Your baby will not appreciate being sat in a car seat for the best part of a week - and as for your MIL - a driving holiday is likely to finish her off if she has thrombosis.

Rent a cottage somewhere nearby, or if you're desparate to go to France go by Eurostar so she and you cann move around.

bleedingheart · 22/06/2010 14:52

I think the type of holiday sounds unsuitable for your MIL and a 9mth old. YANBU.

00Amber00 · 22/06/2010 14:52

I know re thrombosis, mother in law does too. But her own consultant seems to think it is an excellent idea!!! that's another story! I am not sure she can get insurance I think they have some savings so will be dipping into those should she need healthcare while over there.

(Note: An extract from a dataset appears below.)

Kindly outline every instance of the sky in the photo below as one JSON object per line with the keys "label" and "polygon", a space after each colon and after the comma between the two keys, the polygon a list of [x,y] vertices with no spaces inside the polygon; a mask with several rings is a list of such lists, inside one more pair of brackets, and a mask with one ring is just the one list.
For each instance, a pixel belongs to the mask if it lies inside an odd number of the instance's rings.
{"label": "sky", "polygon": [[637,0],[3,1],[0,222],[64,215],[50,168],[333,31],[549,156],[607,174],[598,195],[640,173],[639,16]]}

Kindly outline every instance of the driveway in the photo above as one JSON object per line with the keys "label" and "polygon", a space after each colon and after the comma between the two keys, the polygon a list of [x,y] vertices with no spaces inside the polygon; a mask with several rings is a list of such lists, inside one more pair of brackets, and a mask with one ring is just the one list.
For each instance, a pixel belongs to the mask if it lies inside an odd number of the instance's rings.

I understand her wanting to go away with the condition and timing involved but I seem to be the only one in the family worrying about things like thrombosis, practicalities etc. I guess it is her health and it is up to her to make that decision to travel, she seems very much up for it wether through denial or otherwise!!!

OP posts:
GeekOfTheWeek · 22/06/2010 14:59

Unless they have thousands upon thousands in savings I would not travel without insurance. The risks to your mil far outweigh any potential benefits imho.

Please show your dp this thread. I am not sure he fully understands the possible implications if things do go wrong.

It is also not good for your baby to be in a car seat for long periods.